増幅工程では、抽出工程で抽出したDNAのうち、所定の塩基配列を有するDNAの一部(特定部分)を増幅させる。すなわち先ず、抽出用容器内のDNA溶出液を遺伝子検出検査用容器1の増幅用容器10に分注する(ステップS17)。図4は、この分注作業について説明する図である。増幅工程では、図1に示して説明した増幅用容器10と検出用容器20が一体的に構成された遺伝子検出検査用容器1を用意する(図4(a))。そして、核酸抽出装置によって全血検体を抽出処理して得た抽出用容器90内のDNA溶出液を、例えば使い捨てタイプのチップ100を用いたピペット等で10μL分取する(図4(b))。続いて、遺伝子検出検査用容器1の増幅用容器10のキャップ11を外し、分取したDNA溶出液を増幅用容器10に分注する(図4(c))。続いて、増幅用容器10にキャップを被せて密封し(図4(d))、遺伝子検出検査用容器1をPCR増幅装置に設置する。ここで、PCR増幅装置は、温度制御を行うことによって増幅用容器10内の試料のPCR増幅を行う装置であるが、検出用容器20内に注入されている希釈液は温度変化による影響を受けないため、PCR増幅装置内に設置しても問題ない。PCR増幅装置側の容器の設置部分は、遺伝子検出検査用容器1の載置が可能に構成されているものとする。
In the amplification step, a part (specific portion) of DNA having a predetermined base sequence is amplified from the DNA extracted in the extraction step. That is, first, the DNA eluate in the extraction container is dispensed into the
遺伝子検出検査用容器1をPCR増幅装置に設置したならば、図3に示すように、PCR増幅装置によって増幅用容器10内のDNA溶出液の増幅処理を行う(ステップS19)。例えば、PCR増幅装置は、PCR法による増幅処理を行う。PCR法とは、例えばDNA中の特定部分の合成を繰り返し行うことによって検出対象のDNAを検出する手法のことである。具体的には、PCR増幅装置は、増幅用容器10内のDNA溶出液と増幅用試薬の混合液を先ず高温下で熱変性させ、次いで温度を下げてプライマーとDNAとを結合(アニーリング)させる。この熱変性とアニーリングを繰り返し行うことによって、DNA中の特定部分を合成・増幅させる。このPCR増幅の反応条件は、例えば、増幅用容器10を2分間94℃に保って反応を開始させた後、94℃で30秒間、64℃で15秒間を1サイクルとして30サイクル行う。なお、反応条件は、これに限定されるものではなく、使用する増幅用酵素の種類等によって適宜設定できる。例えば、アニーリングの後に72℃で2分間伸張反応させる工程を追加することとしてもよい。

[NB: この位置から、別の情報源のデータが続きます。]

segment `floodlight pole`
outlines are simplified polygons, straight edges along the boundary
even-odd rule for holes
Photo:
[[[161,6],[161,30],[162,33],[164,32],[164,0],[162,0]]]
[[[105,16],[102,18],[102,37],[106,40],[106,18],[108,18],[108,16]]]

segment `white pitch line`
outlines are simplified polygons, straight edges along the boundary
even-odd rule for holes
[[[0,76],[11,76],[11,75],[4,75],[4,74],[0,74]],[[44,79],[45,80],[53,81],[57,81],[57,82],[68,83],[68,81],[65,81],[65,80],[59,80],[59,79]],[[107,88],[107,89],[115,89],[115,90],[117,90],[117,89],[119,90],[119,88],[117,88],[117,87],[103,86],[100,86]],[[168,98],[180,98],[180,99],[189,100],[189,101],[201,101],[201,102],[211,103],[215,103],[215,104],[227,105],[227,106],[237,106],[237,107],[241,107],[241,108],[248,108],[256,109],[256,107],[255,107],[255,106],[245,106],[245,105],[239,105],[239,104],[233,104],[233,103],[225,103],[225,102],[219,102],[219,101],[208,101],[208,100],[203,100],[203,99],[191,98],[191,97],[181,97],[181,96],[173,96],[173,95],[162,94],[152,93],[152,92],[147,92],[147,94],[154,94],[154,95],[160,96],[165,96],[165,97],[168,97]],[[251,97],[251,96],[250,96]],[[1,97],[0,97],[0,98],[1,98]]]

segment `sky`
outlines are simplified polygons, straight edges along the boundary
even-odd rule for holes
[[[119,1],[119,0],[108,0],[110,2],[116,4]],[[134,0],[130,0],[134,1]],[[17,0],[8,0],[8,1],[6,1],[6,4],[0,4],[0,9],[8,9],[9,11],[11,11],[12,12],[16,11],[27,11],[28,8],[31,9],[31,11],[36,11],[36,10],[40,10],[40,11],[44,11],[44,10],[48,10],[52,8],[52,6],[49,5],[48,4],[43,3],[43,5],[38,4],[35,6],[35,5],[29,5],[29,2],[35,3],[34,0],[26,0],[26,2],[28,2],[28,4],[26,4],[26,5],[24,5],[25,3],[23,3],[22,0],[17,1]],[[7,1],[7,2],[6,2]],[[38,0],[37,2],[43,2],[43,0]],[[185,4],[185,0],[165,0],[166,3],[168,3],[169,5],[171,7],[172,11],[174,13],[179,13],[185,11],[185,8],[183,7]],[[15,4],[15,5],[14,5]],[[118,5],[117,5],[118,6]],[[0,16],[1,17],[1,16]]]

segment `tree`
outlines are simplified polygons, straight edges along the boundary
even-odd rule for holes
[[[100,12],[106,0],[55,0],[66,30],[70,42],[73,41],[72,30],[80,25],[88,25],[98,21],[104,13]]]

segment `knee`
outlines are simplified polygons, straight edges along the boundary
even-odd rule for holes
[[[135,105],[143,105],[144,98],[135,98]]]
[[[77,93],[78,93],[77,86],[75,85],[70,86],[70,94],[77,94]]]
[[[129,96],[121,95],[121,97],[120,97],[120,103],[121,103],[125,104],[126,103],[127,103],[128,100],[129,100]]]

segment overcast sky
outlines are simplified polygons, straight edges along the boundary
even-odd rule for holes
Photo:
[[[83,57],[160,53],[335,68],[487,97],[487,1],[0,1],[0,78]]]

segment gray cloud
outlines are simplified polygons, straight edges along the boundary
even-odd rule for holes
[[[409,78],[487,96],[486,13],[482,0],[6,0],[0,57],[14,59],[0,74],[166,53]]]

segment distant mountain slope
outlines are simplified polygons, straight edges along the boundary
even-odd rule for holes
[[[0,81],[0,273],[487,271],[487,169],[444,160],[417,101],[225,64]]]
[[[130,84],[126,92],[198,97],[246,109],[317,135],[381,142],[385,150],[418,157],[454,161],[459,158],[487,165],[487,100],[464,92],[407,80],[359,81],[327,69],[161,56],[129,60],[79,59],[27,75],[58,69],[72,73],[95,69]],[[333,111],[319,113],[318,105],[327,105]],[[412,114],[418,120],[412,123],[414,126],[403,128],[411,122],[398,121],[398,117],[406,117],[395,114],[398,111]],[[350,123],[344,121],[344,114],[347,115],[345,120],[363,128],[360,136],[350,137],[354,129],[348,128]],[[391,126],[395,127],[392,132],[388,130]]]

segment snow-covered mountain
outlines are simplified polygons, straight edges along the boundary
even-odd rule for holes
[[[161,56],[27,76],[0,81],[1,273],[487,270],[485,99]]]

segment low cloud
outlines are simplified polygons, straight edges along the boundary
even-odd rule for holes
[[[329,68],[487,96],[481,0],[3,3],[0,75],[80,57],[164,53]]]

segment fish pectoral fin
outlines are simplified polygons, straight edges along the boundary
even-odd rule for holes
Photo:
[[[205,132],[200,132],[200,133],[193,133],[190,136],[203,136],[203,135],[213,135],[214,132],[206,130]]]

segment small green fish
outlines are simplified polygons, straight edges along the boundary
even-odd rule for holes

If the gene detection test container 1 is installed in the PCR amplification apparatus, the DNA eluate in the
検出工程では、増幅工程で増幅させた特定部分を有するDNAを検出する。すなわち、先ずPCR増幅装置で増幅処理された増幅用容器10内のDNA増幅液を検出用容器20へ移し替える(ステップS21)。図5は、増幅用容器10から検出用容器20にDNA増幅液を移し替える作業について説明する図である。検出工程では、PCR増幅装置から遺伝子検出検査用容器1を取り外し、遺伝子検出検査用容器1の増幅用容器10のキャップ11および検出用容器20のキャップ21を外す(図5(a))。そして、ミシン目31,33に沿って接続部材30を折り曲げて増幅用容器10の開口部と検出用容器20の開口部とを対向させ、嵌合させることによって増幅用容器10内のDNA増幅液を検出用容器20へ移し替える(図5(b))。遺伝子検出検査は、検出対象のDNAの有無を判定できればよく、定量の必要はない。このため、増幅用容器10内のDNA増幅液が希釈液が注入されている検出用容器20へ移し替えられればよい。続いて、検出用容器20側のミシン目31を切り離して増幅用容器10と検出用容器20とを分離し、検出用容器20を分析装置に設置する(図5(c))。一方、増幅用容器10については廃棄する(図5(d))。なお、増幅用容器10と検出用容器20とを分離した後、検出用容器20に再度キャップ21を被せて密封し、振とう作業をする等して攪拌した後で、キャップ21を外して分析装置に設置することとしてもよい。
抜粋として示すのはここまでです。